I also subscribe to some science podcasts with a more specific focus.  One I happened upon by chance is Chemistry World, a monthly one-hour podcast sponsored by the Royal Society of Chemistry. It’s a general roundup of chemistry news from around the globe, and chemistry, as should not be too surprising, covers pretty much everything in the universe — including the universe. Because of this, there’s a broad range of interesting topics covered in the podcast, some of which I never hear about elsewhere. As a result of listening, I’m developing a profound interest in nanotechnology and molecular biology.

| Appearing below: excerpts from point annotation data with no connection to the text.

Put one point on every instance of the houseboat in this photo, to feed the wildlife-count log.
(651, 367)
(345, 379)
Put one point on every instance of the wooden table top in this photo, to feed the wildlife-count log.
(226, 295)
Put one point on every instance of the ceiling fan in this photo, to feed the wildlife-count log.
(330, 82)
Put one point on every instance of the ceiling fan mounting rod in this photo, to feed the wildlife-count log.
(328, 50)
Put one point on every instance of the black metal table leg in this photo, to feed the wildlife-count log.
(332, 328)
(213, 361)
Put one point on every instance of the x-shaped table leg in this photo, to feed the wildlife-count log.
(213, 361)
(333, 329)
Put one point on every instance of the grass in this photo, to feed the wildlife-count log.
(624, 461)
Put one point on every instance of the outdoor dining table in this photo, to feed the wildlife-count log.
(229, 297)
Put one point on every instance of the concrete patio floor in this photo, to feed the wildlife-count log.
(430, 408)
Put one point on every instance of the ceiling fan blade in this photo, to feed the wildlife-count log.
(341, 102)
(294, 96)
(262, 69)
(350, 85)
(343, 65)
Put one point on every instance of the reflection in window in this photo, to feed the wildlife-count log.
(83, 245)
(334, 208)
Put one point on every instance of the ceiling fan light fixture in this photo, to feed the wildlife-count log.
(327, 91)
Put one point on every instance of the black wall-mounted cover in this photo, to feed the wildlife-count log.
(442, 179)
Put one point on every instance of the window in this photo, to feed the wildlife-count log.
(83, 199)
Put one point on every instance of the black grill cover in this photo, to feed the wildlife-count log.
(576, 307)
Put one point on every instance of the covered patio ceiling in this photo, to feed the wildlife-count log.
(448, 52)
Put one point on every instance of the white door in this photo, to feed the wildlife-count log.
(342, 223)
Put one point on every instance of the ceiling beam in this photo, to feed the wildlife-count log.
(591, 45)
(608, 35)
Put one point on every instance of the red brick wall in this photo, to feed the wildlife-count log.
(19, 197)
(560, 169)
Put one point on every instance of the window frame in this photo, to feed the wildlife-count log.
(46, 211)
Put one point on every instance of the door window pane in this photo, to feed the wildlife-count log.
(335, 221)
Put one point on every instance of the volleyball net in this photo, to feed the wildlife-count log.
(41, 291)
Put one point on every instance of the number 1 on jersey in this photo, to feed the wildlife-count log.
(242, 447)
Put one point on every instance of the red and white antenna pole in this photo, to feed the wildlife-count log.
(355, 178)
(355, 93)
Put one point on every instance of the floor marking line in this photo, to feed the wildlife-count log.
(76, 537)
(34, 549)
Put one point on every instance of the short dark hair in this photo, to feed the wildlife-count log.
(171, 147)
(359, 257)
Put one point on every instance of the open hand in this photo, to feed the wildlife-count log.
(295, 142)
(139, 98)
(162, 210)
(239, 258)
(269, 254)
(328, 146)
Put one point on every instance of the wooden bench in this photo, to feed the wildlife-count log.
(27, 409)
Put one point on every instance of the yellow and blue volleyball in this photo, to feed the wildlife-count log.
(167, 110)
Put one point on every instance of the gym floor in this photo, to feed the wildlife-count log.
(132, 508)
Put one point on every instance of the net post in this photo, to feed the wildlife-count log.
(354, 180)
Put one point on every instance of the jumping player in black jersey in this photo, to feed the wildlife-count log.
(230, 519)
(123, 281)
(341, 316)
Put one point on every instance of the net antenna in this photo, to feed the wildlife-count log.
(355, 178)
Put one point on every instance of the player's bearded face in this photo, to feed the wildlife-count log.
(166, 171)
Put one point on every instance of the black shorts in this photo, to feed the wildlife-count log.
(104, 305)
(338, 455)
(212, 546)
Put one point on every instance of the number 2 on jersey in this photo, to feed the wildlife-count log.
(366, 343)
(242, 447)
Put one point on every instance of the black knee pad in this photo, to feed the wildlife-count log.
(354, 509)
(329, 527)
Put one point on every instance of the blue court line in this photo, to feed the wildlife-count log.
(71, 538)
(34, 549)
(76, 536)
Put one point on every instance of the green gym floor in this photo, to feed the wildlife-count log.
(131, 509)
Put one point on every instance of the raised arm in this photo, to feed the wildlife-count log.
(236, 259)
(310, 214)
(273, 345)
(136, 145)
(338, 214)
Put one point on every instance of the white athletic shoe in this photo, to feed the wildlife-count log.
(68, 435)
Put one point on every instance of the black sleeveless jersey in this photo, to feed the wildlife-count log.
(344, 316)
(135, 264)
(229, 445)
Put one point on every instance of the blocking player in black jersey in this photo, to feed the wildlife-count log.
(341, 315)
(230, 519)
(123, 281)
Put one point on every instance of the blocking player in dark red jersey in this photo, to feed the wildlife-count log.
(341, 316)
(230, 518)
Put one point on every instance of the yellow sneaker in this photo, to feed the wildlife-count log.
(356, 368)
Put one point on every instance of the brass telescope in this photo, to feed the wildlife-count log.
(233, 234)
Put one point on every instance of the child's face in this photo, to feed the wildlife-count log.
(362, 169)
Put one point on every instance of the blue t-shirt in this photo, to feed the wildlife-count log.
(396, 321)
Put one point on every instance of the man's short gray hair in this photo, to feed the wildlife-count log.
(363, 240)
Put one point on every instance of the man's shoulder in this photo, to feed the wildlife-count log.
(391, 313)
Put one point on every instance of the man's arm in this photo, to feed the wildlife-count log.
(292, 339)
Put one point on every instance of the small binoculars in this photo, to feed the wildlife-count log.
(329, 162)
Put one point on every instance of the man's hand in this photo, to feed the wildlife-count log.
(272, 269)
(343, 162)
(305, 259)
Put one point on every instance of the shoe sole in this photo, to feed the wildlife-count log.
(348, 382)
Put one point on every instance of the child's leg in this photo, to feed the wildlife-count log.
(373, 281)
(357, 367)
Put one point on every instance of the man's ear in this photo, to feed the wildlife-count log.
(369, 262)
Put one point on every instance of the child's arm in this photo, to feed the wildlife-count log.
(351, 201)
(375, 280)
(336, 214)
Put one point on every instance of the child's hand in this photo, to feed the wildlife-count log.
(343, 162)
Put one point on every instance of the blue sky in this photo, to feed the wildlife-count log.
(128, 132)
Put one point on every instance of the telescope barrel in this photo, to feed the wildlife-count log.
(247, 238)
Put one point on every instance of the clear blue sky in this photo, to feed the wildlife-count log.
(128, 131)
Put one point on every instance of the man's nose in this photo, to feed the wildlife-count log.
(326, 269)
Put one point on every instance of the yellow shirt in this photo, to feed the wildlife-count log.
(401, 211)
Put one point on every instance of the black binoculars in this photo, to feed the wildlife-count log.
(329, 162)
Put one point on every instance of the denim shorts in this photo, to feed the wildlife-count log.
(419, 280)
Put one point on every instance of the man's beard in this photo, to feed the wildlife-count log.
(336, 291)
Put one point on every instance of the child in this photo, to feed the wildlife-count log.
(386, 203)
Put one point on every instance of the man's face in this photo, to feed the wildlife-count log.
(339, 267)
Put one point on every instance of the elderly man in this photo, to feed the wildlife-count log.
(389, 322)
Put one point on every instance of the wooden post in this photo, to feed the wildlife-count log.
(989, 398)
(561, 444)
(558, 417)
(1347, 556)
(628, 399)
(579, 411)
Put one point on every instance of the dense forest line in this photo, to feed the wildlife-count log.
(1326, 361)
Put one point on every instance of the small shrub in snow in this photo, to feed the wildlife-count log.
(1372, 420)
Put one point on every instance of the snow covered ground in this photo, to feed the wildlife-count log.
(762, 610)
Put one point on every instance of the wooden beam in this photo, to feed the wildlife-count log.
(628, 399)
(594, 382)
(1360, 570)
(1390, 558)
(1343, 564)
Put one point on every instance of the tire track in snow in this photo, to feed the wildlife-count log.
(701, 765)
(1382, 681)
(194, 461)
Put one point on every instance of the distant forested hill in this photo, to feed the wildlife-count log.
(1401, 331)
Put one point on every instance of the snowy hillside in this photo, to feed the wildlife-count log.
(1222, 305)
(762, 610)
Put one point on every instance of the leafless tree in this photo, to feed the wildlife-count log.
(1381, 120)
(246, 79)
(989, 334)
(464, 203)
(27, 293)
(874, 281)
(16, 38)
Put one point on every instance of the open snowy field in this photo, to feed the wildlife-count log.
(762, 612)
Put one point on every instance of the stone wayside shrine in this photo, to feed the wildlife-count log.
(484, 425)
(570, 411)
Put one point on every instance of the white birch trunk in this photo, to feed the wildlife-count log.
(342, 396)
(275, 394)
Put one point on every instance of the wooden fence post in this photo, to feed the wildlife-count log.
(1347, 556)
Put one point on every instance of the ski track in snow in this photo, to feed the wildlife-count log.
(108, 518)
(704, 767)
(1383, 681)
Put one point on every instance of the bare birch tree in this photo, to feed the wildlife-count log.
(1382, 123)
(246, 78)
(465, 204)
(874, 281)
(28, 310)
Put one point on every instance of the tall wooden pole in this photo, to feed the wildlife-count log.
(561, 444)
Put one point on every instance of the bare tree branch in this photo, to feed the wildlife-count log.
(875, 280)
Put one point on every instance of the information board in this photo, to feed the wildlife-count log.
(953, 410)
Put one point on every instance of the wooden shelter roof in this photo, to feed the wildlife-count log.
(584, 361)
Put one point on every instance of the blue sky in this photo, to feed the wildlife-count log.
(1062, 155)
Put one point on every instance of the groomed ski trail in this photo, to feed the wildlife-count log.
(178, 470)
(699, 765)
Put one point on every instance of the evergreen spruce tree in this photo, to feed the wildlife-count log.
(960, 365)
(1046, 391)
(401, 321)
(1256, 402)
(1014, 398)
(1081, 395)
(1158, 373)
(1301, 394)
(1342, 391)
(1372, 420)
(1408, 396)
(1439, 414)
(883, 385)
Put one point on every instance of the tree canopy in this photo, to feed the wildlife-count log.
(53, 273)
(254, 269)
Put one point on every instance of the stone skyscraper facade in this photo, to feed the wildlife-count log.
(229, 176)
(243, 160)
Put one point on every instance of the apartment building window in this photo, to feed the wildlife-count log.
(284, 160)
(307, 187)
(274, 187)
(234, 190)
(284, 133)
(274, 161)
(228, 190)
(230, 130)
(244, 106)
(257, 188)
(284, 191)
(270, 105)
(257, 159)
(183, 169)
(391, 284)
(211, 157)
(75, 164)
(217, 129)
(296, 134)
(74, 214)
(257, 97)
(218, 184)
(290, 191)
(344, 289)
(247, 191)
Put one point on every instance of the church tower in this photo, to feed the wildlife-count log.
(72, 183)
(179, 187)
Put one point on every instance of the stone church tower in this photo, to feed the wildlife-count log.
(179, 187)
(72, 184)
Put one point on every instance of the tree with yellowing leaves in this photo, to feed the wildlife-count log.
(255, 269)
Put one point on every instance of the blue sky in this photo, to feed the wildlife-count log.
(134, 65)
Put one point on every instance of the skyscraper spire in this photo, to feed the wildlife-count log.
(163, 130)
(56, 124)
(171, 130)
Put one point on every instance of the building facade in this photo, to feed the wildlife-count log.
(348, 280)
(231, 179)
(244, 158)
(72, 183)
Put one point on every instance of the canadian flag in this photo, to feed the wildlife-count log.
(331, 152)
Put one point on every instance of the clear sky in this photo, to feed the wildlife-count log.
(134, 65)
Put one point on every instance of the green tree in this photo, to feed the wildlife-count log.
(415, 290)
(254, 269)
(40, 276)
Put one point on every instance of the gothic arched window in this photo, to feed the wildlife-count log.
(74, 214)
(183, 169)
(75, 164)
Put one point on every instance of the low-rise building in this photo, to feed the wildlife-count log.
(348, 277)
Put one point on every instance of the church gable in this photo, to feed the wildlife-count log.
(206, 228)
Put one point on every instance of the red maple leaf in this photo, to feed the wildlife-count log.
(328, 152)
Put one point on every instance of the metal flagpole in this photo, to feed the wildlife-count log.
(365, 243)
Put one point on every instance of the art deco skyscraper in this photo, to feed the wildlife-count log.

I’m highly biased, but my favourite science podcast of all is Brain Science, a monthly, one-hour podcast about discoveries in neuroscience, hosted by Dr. Ginger Campbell. A medical doctor, Ginger Campbell is not a brain researcher herself, so her podcasts consist of in-depth interviews with brain scientists and extensive reviews of new books published about brain science.

A highly intelligent, articulate, and charming host, Dr. Campbell’s podcasts are the highlight of my science-listening cycle. (I should also add that her admitted addiction to Buffy the Vampire Slayer has doubly enamored me of her work.) Her other monthly podcast, Books and Ideas, frequently features interviews with other, non-brain-science, scientists, and is equally informative and interesting.

One final link to the remarkable Dr. Campbell, is her site called SciencePodcasters.org, where you can explore yet more science podcasts.


Every subject needs an other or miscellaneous category and here’s mine.  My favourite ‘other’ podcast is Brian Dunning’s Skeptoid. It defines itself as ‘a weekly science podcast dedicated to furthering knowledge by blasting away the widespread pseudosciences that infect popular culture.’ It’s a short, 10-min, weekly podcast that’s energetic, fun, and controversial to pseudoscience and paranormal enthusiasts.